MANILA, Philippines - The National Electrification Administration (NEA) is seeking tax exemptions for the 121 electric cooperatives (EC) from the proposed Tax Reform for Acceleration and Inclusion Act. 
NEA administrator Edgardo Masongsong said they are currently working with rural electrification advocates from both the executive and legislative branches of government for this initiative.
He said other ECs registered under the Cooperative Development Authority (CDA) enjoy tax exemption privileges per the provisions of Republic Act (RA) 7160 or the Local Government Code of 1991. 
NEA is trying to get the Department of Justice’s (DOJ) support on its position that the same law could be applied to power coops under the NEA management too. 
“We are looking forward to have the favorable opinion of the DOJ that the electric cooperatives registered with NEA be tax-exempt as well,” Masongsong said.
Apart from getting the DOJ on board, the NEA chief said Sen.
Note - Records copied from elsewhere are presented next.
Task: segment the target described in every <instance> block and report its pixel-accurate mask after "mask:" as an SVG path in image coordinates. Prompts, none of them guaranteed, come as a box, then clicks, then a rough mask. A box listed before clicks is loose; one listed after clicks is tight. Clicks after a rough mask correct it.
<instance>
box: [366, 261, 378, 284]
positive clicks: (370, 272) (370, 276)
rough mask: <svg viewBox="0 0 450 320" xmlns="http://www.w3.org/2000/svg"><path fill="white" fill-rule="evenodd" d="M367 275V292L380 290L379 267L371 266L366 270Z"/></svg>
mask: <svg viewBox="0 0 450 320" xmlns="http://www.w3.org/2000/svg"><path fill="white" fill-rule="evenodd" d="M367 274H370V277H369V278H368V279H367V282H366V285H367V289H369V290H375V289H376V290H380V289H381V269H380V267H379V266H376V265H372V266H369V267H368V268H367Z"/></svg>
Sherwin Gatchalian, chairman of the Senate committee on energy and his counterpart in the lower house, Marinduque Rep. Lord Allan Jay Velasco, have been involved in these discussions along with the Departments of Energy and Finance.
According to Chapter 3, Section 13 of RA 10531, the law governing the NEA, all non-stock and non-profit rural energy distribution utilities are entitled to preferential rights granted to cooperatives under the Local Government Code of 1991 and other related laws. 
The law also states that “as a further incentive, the NEA may prioritize the grant of incentives in favor of electric cooperatives that are managed effectively and efficiently and comply consistently with its mandates and directives.”